I’d had people bow to me for what my lab had created. I’ve had councillors and governors try to kill me for not conforming to their rules. For delivering drugs that didn’t cause the suffering that they so readily relied on to thin out the population and make money from their misery.

And now, I had jealous assholes who wanted my technology. Yet another reason I appreciated the seclusion of my shores. No one could sneak up without being fully visible upon the sea. No one could take what was mine without being murdered long before they could claim it.

“What do you want, Cal?” I massaged the base of my nape, cursing the persistent headache. I should probably pop an anti-inflammatory, but just because I pumped out pills and marketed medicine like new fashion lines didn’t mean I partook very often.

I preferred natural cures. Cures grown in my gardens rather than in my lab.

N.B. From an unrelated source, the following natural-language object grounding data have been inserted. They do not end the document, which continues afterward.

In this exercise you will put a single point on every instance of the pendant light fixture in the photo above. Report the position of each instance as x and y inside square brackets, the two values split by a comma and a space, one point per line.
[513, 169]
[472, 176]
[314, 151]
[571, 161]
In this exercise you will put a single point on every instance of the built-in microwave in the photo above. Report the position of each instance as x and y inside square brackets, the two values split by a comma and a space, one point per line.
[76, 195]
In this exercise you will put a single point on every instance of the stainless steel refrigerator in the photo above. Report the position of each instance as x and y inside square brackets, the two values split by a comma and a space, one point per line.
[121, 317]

“I didn’t think you’d make an appearance today. Figured I’d screen any important emails so you didn’t have to later. Also, Jupiter is in Euphoria tonight. That Nathan Fisher guy’s fantasy is twisted.”

Cricking my neck, I rolled my shoulders. “Twisted how?” Did I miss something when I let him play on my island? Should I have revoked his invitation as I did so many others?

“He wants a full underwater experience.” Cal carved air quotations on either side of his head. “His words: I want a slutty, hornier version of My Little Mermaid, but not on land, in that cave where she has all those knick-knacks and forks and shit.”

I rolled my eyes. “He watched way too much Disney as a kid.”

“Either that or he has a fetish for fish. His last name probably predisposed him to marine life.”

“How the fuck am I supposed to code something like that?” I bit my lip, working through the computer algorithms that I’d have to write. The gravity wires in Euphoria would have to be used so they felt weightless underwater. Even without half my brain throbbing with agony, I doubted I could design a mermaid that could have decent sex. Where were their sex organs anyway?

They’re mythical, Sully.

They don’t have pussies because they don’t exist.

Ugh, my temper was the length of a shoe-lace and threatening to snap.

Ocean.

I needed to wade into that wet haven and drown away my pain.

Cal noticed my huff of annoyance. “I can write the cipher. No big deal.” He chuckled. “Be kinda cool to see what sort of human-world rules I can break.”

My eyes swooped to his. “I can do it.”

“Yeah, but you don’t have to. That’s why you pay me. I do the crap you don’t need to—”

“When have you known me to take a sick day?”

He frowned, legitimately thinking. “You know…I don’t think you have.”

“Precisely.” I grimaced and straightened my spine. “I’ve put myself through worse and survived. This is nothing.”

“Yeah, but…” He came toward my desk, his suit pressed and slate-grey sleek. “I haven’t seen you that drained in a very long time. Ever since you—”

“Enough.” I gave him a warning glare. “It’s just another day, Cal. That’s all.”

“If you say so.” He sniffed with history, glowering with his own temper. “But you fucked up last night. You know that, right?”

“Quit it,” I growled.

“You shouldn’t have prepared her or removed her from the VR hook-up. You should stay the hell away from her.”

“For fuck’s sake—”

“No, just listen.” His jaw flexed as he gritted his teeth, knowing he shouldn’t say what he was about to but was going to anyway. “You never usually interfere with the everyday housekeeping…so you shouldn’t start now. And you know full well why.” Planting his fist onto my desk, he muttered, “You gave me one clear guideline when you started his place. One unbreakable rule that doesn’t make a shitload of sense to me, but you made me swear…so here it is. You said if you somehow forgot, I was to remind you why you choose animals over humans.”

I bristled. “I remember.”

“I don’t think you do. Otherwise, you wouldn’t have done what you did last night—”

“I told you to back the fuck off.” I shot upright, ignoring the disgruntled pain of my body.

“And you told me to keep you away from anyone who threatened everything you’ve become. You told me that you’d rather stay alone than let someone else have a power over—”

“Leave.” I pointed at the door. “I know what I said, and I know why you’re reminding me, but I have things under control.”

He snorted. “Yeah, if this is you under control—unable to stay away from that walking Jinx of a curse—then you’re in deeper shit than I thought.”